AI chat tools test new ground in therapy as clinicians assess risks & benefits
As AI chat tools move deeper into mental health care, psychologists are weighing the promise of round-the-clock support against concerns about safety, bias, and the limits of algorithmic empathy.
Lyra Health, a provider of mental health solutions, is piloting AI chat functions to customers experiencing mild and moderate challenges like burnout, sleep, and stress. Users get support from a conversational AI guide, which has a risk-flagging system built in to identify situations requiring escalation to Lyra’s 24/7 care team.
Alethea Varra, Ph.D., chief clinical officer of Lyra, said patients currently under the care of Lyra providers have access to the AI solution, to support care between sessions. Providers can see transcripts of the AI conversations, to help identify concerns or challenges.
“We want to make sure patients are utilizing the AI in a way that is helpful and productive,” said Varra. “Any time there is any reason for concern, individuals are directed straight to human clinicians, who reach out to make sure the individual is safe and do an assessment to see if a higher level of care is needed.”
The company describes the solution as “clinical grade,” a term Varra said the company created to distinguish it from other AI tools that were not built with input from clinicians and not specifically intended for mental health use. “All of our AI has been designed by clinicians in partnership with engineers trained on clinical inputs, and our tool is HIPAA compliant.”
Vaile Wright, Ph.D., senior director of health care innovation at the American Psychological Association (APA), noted there is a significant difference between AIs that are purpose-fitted for mental health and general large language models (LLMs) such as ChatGPT, which are engineered for maximum user engagement.

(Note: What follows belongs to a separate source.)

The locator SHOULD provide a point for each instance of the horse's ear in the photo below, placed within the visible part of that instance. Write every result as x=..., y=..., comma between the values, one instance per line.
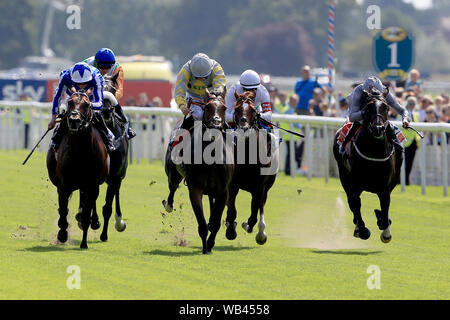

“Their algorithm is trained to be agreeable and validate the user input unconditionally. That sycophancy bias can create a sense of emotional dependency,” said Wright, noting there are currently no federal regulations regarding AI chatbots for mental health.
“You get this kind of dangerous feedback loop where the user says something that may be cognitive distortion and the algorithm reinforces it, instead of providing some degree of a necessary challenge like a therapist.”

Jacque Cutillo, Ph.D., director of specialized operations at Youth Villages, a Massachusetts non-profit organization that provides mental and behavioral health services for at-risk youth and families.
There are aspects of mental health care that simply can’t be replaced by a chatbot, said Jacque Cutillo, Ph.D., director of specialized operations at Youth Villages, a Massachusetts non-profit organization that provides mental and behavioral health services for at-risk youth and families.
“A trained, qualified professional can pick up on nonverbal cues, changes, how transparent someone is being, or even just a side comment that indicates a need for [follow-up], more so than a chatbot just reading words,” Cutillo said. “My biggest concern is that it can’t take the place of a skilled, trained provider that has gone through a lot of supervision, work hours, and education.”
Both Cutillo and Wright agreed that, when used appropriately, AI could be useful as a fill-in tool between sessions, particularly if providers were able to share the client’s treatment plan with a HIPAA compliant AI.
“If you have a panic attack at three in the morning and can’t access traditional services, a chatbot can help you address that immediate concern, before you can seek out a therapist,” said Wright.
A trusted tool could help mental health providers reinforce positive, healthy coping skills, she continued. “It could reinforce the messages from therapy and help people feel not so alone,” she said, noting that the tool would need to not only be properly built, but continually kept up to date.
“How is it maintained post-market? Where are the humans in the loop after it’s been deployed?” Wright said. “What are you doing to ensure safety and efficacy?”
According to the APA’s annual Practitioner Pulse Survey, 56% of psychologists reported using AI tools in their work at least once in the past 12 months, up from 29% in 2024. Close to three in 10 psychologists (29%) said they used AI on at least a monthly basis, more than double who did so in 2024 (11%).
But that doesn’t mean psychologists don’t have concerns. More than nine in 10 cited potential risks, including potential data breaches (67%), unanticipated social harms (64%), biases in input and output (63%), lack of rigorous testing (61%), and inaccurate output or “hallucinations” (60%).
Only 8% said they used it to assist with clinical diagnosis, and only 5% had used chatbot assistance for patients or clients. The most common uses reported were for routine time-consuming tasks such as drafting emails and other materials (52%), summarizing clinical notes or articles (32%), and note-taking (22%).
While the Lyra AI chat tool is being tested to see how it performs in different settings with different types of patients, it is only available to patients working with a therapist.
“We’re not ruling out that we would never consider offering the tool to patients not in care with a therapist, but we are very thoughtful and conservative of how we are integrating AI into our care,” said Varra. “We want to make sure that the technology is functioning as intended and always supporting individuals with positive clinical outcomes.”